Ahlam bacımıza diyoruz ki: Sen yalnız değilsin. Filistin ve Ürdün halklarının bütün fertleri seninledir. Ümmetin tüm mensupları senin kardeşlerindir. Kesin bir şekilde bu zulüm adımlarını reddedeceklerdir. Bu zalim ve güdük, sonuçsuz kalmaya mahkum adımlara karşı Temimi'nin yanında duracaklardır. Üstelik ABD'nin adamları sadece senin teslim edilmeni istemekle de yetinmeyeceklerdir. Bu sadece bir teslim adımı değildir. Tahmin ediyorum ki adımlar ve istekler son bulmayacaktır.
 
Ürdün'e isteği reddetmesi çağrısı
 
Dudin, Ürdün Haşimi Krallığı'na da ABD'nin isteğini reddetmesi çağrısında bulunarak şöyle dedi:
 
Ürdün, Filistin davasıyla oldukça hayati ilişkileri olan bir ülkedir.
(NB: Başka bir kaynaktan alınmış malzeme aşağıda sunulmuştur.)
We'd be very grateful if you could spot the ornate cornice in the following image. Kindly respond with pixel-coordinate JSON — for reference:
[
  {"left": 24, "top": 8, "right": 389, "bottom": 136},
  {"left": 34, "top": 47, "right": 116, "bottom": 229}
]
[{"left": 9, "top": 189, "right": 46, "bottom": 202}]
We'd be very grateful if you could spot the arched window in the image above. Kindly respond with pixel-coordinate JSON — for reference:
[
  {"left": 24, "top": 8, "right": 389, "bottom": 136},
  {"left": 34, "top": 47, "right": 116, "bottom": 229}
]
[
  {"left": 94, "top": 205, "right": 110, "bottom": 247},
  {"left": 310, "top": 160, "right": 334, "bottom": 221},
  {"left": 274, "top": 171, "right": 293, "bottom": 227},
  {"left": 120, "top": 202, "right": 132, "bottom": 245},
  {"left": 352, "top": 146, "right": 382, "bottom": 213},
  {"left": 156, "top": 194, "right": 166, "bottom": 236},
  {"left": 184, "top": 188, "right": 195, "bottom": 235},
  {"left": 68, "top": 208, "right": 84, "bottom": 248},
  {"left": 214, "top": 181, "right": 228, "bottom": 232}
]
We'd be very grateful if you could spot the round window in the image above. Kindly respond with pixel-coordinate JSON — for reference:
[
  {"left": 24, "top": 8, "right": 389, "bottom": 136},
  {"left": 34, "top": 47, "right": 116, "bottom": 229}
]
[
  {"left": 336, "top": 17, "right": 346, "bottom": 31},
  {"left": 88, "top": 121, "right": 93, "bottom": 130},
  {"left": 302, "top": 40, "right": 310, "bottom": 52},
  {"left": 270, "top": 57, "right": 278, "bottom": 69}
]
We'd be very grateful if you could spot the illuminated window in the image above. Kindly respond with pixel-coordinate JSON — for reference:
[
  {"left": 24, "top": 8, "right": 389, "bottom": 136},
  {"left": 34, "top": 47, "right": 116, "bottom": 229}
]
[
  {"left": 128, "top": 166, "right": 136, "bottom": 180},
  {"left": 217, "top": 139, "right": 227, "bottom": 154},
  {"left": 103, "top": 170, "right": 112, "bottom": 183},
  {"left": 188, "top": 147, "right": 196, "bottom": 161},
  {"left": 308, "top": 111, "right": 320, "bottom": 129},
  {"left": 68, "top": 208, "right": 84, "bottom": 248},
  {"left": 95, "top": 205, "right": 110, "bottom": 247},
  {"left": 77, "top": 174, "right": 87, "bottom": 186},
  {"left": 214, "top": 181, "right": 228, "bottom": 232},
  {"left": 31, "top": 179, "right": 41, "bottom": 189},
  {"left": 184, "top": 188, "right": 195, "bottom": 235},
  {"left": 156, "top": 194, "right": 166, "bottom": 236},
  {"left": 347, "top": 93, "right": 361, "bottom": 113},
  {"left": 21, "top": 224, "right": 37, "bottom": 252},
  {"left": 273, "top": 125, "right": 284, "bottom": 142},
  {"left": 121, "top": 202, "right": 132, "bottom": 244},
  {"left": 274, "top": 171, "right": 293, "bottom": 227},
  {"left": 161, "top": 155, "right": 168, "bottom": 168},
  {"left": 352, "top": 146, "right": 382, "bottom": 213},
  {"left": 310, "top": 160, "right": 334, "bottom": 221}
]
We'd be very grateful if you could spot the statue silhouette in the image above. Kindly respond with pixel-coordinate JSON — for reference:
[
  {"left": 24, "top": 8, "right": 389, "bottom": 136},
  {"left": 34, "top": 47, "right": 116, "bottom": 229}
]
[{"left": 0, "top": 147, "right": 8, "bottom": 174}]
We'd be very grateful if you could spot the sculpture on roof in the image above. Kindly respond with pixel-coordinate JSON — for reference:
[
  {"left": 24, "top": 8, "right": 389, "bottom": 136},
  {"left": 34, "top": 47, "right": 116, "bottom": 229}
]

Ürdün halkı Filistin halkının kardeşidir ve aynı cephede yer almaktadır. Aralarında tarihi ilişkiler ve yükler, yakınlık var ve ortak geleceğe yönelmiş durumdadırlar.
 
Bu adımın devamının geleceğini ve bu isteklerin gerçekleşeceğini asla beklemiyorum. Ürdün'ün bu suçlu ve zalim isteğe karşılık vereceğini asla düşünmüyorum.
 
Dudin, Ürdün Meclisi'nin de buna karşılık onurlu bir mücadele vermiş olmasından dolayı Ahlam et-Temimi'nin himaye edilmesi amacıyla bir karşıt girişimde bulunması çağrısı yaptı.
 
Ahlam et-Temimi'nin Ürdün'ü ve Filistin davasını onurlandıran onurlu bir direniş sergilediğini belirterek: "Benim kanaatim Ürdün'ün Temimi'yi teslim etmeyeceği yönündedir" dedi.
 
Ahlam et-Temimi
 
Ahlam et-Temimi, Hamas'ın askeri kanadı durumundaki İzzettin Kassam Tugayları'nın bir eylemine karışma suçlamasıyla 16 kez müebbet hapse mahkum edildikten sonra on yıl işgal zindanlarında kalmıştı. Ancak 2011'de kabul edilen Özgürlerin Vefası isimli esir takası anlaşması çerçevesinde, Filistin direnişi işgal rejimini onu ilk grup içinde serbest bırakılanlara dahil etmeye zorlamıştı. Sonra Ürdün'e sürgün edildi.
 
Ahlam et-Temimi, Ürdün vatandaşlığına sahip Filistin asıllı bir gazetecidir. 1980'de Ürdün'ün Zerka şehrinde dünyaya geldi. Liseyi bitirdikten sonra ailesiyle birlikte oradan Filistin'e göç etti.
 
Burada Beir Zeit Üniversitesi'nde iletişim alanında tahsil gördü. Mezun olduktan sonra Ramallah'tan yayın yapan el-İstiklal adlı televizyon kanalında program sunuculuğu yaptı. İkinci intifada sürecinde işgal güçlerinin Filistinlilere yönelik uygulamalarını takip etti.